Race two. I finished, P13, a lap down. The lap time had nothing to do with where it ended up.
The track
Hot and greasy. 25.8°C surface against 19.8°C air, six degrees of solar load on the tarmac. The week's fast sessions ran 21 to 24°C. A hotter slick gives up grip, and the car moved in places it doesn't on a cool track. The slide was real, not nerves.
The pace
- Best lap: 1:36.61.
- Eleven clean laps: mean 1:37.14, spread 0.39s.
The tightest race stint I'd put together, eleven green laps inside four tenths on a surface losing grip. About two seconds off my best lap of the week (1:34.43), which is what a hot track, race fuel, and traffic cost. For scale, the race was won on a 1:36.6 average, per the results, and my best lap was 1:36.61. The pace was at the front. The result wasn't.
Where it went
Two cockpit mistakes, no lap time involved:
- I started the race on qualifying fuel. That forced a stop that was never
in the plan.
- I sped in the pit lane on the way in. Forty seconds, served.
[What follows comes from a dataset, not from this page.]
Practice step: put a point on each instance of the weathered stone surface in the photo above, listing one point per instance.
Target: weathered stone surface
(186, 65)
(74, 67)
That's the lap down. Not a corner, not a tire. A fuel screen and a pit limiter.
What I'm taking from it
The lap-one rule held. I cleared the opening lap, made the passes, and was still running. The new line on the checklist is the cockpit, not the corner: fuel set for the session before the green, and the limiter honored on entry. Both become jobs for the race engineer, a grid fuel check and a pit-speed warning. The pace was never the limiter that night. The checklist was.